Azure / Industrial-IoT

Azure Industrial IoT Platform
MIT License
523 stars 214 forks source link

BadNodeIdUnknown not re-evaluated despite short retry delays? #2188

Closed NoTuxNoBux closed 7 months ago

NoTuxNoBux commented 8 months ago

Describe the bug I have the OPC Publisher configured with --badnoderetrydelay=5 --invalidnoderetrydelay=5, but after the specified amount of seconds, it still doesn't appear to start monitoring the items that failed creating before.

Is there another option I'm missing or do these options perhaps not do what I think it does?

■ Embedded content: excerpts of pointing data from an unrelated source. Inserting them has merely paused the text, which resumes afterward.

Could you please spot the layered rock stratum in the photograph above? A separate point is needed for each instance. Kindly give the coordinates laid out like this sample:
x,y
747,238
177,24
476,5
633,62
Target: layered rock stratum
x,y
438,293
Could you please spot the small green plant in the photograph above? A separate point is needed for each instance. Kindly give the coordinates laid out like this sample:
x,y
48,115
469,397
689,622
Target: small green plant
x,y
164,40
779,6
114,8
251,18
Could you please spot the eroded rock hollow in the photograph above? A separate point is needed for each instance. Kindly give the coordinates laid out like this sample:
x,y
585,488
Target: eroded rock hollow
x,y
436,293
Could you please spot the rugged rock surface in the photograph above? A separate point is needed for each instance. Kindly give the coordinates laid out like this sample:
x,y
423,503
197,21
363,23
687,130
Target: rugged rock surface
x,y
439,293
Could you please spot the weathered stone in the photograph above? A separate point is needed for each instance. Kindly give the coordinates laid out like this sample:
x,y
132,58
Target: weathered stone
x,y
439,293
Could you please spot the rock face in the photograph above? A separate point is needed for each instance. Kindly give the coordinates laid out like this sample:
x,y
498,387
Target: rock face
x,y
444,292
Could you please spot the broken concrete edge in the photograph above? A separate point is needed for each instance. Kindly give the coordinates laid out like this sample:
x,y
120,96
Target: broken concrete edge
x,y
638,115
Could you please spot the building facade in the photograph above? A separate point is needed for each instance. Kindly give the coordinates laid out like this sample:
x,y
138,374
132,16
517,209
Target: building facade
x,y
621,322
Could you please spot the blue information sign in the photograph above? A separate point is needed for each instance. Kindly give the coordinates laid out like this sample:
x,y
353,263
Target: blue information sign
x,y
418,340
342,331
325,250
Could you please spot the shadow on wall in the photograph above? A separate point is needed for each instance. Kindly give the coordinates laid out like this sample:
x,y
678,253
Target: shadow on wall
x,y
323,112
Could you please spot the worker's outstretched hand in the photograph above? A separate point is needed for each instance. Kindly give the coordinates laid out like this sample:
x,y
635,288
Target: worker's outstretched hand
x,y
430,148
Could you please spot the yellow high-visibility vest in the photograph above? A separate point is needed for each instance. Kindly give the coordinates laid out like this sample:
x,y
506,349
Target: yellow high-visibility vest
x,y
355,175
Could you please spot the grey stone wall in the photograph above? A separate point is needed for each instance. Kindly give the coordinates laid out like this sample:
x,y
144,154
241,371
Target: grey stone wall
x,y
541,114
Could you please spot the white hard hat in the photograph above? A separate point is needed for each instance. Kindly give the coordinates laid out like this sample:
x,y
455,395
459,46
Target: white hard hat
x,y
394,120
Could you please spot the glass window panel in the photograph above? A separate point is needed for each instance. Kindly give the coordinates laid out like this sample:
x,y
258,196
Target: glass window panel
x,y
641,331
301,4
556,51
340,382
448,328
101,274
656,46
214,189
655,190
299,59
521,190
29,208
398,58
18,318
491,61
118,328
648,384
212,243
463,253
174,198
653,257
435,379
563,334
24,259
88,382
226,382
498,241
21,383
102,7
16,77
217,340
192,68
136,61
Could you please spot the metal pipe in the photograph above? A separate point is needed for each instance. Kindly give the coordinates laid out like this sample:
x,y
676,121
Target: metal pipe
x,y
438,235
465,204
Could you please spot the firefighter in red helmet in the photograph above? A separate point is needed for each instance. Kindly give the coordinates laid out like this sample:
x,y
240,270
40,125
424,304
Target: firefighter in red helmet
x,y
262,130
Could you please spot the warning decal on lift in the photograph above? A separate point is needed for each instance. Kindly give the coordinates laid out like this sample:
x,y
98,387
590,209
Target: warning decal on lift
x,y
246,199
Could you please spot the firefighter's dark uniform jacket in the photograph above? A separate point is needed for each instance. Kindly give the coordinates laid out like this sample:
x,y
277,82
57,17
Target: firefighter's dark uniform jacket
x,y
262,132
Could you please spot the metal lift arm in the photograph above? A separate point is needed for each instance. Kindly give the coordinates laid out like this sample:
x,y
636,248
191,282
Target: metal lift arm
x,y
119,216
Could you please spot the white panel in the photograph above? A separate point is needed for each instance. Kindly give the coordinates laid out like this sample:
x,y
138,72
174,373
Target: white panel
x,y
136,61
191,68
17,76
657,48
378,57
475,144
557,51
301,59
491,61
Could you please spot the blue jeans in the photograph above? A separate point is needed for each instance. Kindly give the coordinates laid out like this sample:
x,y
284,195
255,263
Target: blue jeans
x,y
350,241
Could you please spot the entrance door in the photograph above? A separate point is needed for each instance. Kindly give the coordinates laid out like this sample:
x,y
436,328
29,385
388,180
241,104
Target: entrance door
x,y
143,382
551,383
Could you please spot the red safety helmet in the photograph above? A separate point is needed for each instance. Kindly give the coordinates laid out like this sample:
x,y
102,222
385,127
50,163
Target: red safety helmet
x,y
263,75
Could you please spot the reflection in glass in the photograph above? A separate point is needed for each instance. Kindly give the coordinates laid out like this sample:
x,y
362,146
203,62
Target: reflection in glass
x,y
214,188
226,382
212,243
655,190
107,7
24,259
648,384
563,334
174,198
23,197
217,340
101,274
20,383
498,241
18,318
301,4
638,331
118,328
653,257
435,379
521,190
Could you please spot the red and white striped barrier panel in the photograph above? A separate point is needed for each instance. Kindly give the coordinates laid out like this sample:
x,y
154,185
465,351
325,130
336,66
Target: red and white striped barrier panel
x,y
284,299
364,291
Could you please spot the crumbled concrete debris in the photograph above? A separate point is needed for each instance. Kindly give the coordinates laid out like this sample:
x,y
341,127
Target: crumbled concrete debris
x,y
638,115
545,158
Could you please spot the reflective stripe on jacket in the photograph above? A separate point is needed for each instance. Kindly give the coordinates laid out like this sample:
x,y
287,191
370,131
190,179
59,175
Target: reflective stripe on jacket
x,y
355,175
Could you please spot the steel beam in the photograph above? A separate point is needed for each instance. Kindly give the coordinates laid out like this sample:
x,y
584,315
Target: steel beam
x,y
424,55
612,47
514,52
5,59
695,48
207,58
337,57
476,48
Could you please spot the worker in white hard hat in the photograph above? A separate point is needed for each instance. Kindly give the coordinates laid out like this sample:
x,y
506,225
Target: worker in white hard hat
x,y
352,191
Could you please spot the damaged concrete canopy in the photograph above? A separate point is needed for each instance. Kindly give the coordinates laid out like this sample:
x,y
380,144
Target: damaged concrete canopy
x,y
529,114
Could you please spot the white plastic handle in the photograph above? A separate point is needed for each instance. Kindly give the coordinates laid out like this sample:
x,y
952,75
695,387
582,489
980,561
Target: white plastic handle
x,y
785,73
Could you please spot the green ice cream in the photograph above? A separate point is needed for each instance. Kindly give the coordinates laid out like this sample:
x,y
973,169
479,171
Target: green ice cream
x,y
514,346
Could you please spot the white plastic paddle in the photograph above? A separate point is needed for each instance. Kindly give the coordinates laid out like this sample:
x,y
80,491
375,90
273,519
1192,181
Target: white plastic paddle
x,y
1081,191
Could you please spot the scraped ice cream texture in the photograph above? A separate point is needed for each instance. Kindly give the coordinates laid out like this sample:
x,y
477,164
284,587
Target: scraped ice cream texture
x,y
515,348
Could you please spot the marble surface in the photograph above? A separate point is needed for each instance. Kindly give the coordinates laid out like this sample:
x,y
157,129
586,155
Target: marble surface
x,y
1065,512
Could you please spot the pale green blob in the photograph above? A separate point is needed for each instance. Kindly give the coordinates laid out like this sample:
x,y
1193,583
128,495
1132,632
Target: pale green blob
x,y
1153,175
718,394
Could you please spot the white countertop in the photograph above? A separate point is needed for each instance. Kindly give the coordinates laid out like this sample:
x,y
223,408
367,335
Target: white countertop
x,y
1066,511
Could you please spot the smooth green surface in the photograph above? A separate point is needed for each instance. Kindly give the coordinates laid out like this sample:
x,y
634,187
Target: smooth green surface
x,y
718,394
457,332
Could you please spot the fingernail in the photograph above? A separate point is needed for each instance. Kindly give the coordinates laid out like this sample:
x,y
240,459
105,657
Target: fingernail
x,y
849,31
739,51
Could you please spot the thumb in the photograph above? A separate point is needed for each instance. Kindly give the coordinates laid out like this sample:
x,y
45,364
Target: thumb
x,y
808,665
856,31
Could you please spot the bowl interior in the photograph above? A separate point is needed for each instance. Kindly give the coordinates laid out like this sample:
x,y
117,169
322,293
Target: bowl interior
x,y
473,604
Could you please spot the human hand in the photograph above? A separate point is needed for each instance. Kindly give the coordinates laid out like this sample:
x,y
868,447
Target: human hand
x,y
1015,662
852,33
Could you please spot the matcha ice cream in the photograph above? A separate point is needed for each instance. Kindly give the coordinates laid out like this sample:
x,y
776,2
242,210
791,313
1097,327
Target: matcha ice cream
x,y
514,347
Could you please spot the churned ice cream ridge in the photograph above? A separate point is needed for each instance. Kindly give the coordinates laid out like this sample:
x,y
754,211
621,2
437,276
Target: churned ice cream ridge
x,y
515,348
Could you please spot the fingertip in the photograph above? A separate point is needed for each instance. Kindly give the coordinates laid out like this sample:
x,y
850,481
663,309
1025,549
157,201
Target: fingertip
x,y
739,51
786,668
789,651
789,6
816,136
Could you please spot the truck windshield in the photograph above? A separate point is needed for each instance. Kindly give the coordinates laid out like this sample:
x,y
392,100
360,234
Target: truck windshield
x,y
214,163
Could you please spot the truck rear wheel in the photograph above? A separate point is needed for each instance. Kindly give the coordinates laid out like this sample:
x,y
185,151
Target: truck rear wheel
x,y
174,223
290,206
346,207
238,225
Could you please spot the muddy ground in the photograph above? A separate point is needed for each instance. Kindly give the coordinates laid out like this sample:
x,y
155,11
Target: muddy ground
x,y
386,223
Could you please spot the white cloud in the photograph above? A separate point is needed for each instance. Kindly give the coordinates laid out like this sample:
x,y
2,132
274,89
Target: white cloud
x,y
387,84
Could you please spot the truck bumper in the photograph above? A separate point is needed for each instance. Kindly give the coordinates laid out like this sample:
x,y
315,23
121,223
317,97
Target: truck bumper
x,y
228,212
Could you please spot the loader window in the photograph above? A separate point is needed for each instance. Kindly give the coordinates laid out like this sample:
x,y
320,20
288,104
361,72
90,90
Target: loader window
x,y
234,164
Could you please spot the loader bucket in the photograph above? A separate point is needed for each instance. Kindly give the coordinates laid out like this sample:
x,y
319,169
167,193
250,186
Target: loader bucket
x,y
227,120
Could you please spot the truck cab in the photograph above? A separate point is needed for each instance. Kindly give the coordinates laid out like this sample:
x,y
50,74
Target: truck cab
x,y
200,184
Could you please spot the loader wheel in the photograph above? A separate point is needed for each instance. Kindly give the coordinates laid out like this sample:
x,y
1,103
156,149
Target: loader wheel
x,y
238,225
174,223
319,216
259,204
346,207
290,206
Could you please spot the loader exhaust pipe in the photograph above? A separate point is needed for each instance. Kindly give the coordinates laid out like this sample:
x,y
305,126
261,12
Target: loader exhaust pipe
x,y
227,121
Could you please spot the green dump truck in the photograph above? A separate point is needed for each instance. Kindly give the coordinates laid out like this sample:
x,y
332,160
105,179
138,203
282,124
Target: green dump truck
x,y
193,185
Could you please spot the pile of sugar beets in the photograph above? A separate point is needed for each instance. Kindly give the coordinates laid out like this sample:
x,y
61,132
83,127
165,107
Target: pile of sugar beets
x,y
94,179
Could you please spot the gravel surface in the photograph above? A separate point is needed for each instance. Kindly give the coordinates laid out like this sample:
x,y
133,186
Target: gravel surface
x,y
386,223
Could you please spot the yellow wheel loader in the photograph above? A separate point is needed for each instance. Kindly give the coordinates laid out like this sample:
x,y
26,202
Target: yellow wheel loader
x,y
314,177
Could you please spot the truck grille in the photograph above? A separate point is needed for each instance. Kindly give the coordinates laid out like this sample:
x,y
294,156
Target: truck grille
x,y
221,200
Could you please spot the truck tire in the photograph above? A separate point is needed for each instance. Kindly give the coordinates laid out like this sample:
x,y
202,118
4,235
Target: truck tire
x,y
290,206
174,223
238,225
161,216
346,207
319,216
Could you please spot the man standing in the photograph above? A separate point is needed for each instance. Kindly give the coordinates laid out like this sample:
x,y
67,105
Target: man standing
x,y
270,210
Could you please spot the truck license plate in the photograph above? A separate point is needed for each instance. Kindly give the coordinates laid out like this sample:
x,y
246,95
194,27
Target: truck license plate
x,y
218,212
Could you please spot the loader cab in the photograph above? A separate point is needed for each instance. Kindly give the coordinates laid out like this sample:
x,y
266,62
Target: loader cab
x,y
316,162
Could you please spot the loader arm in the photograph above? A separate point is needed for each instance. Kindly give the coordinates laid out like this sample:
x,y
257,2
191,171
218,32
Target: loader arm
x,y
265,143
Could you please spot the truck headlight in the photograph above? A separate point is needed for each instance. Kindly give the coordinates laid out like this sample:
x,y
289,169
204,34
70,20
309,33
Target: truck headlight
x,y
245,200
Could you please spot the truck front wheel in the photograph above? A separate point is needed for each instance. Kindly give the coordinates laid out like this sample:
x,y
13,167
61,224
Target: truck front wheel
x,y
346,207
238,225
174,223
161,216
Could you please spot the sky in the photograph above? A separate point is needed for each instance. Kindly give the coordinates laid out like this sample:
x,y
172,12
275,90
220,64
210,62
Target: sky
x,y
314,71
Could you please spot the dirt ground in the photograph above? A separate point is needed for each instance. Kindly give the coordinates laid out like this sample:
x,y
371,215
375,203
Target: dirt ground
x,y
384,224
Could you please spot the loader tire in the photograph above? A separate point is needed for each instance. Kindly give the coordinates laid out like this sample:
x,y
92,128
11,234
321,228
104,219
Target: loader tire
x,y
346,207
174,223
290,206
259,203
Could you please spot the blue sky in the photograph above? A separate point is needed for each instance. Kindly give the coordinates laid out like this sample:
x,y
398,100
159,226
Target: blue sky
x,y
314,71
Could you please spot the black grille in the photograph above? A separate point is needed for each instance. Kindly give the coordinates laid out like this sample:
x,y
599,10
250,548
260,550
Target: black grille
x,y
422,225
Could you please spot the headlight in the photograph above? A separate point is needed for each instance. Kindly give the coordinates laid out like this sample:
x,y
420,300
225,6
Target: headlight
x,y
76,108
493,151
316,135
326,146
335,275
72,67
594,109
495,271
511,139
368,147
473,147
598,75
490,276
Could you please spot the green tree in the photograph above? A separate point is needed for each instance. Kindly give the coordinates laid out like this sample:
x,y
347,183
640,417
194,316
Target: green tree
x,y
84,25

To Reproduce Steps to reproduce the behavior:

  1. Subscribe to a property that doesn't exist yet.
  2. Observe the following warning in the logs:
    [24-02-12 12:18:46.9059] warn: Azure.IIoT.OpcUa.Publisher.Stack.Services.OpcUaMonitoredItem.DataItem[0]
      Error adding monitored item Data Item 'ns=1;s=:Robot:Applications:IO:string:sJoints:sJoints[0]' with server id  - not created to 
    subscription #2412385306 due to BadNodeIdUnknown.
  3. Make the property exist without restarting the server or doing so quickly enough so a disconnection does not occur.
  4. Observe the property still not being monitored after 5 seconds.

Expected behavior The items are picked up and monitored after the specified interval, and immediately have their initial data sent over the wire, as is the case for other properties that are subscribed to for the first time by default as well.

Additional context I can cause this on my server because it has specific properties that only become available once an application is loaded on it, so as long as I don't load it, they don't exist. This ties in to the old ticket #1890, which I expected to be fixed now since there is official support for these command line options.

This condition can occur in production for us, meaning that if the publisher happens to connect before an application is loaded, or when another application is loaded, it won't monitor the necessary properties once the application is loaded, and will never try to do so again until a restart happens.

marcschier commented 8 months ago

Looks like a regression.

marcschier commented 7 months ago

Issue is due to the configuration being overridden with 0 and 0 now disabling it. This is now fixed.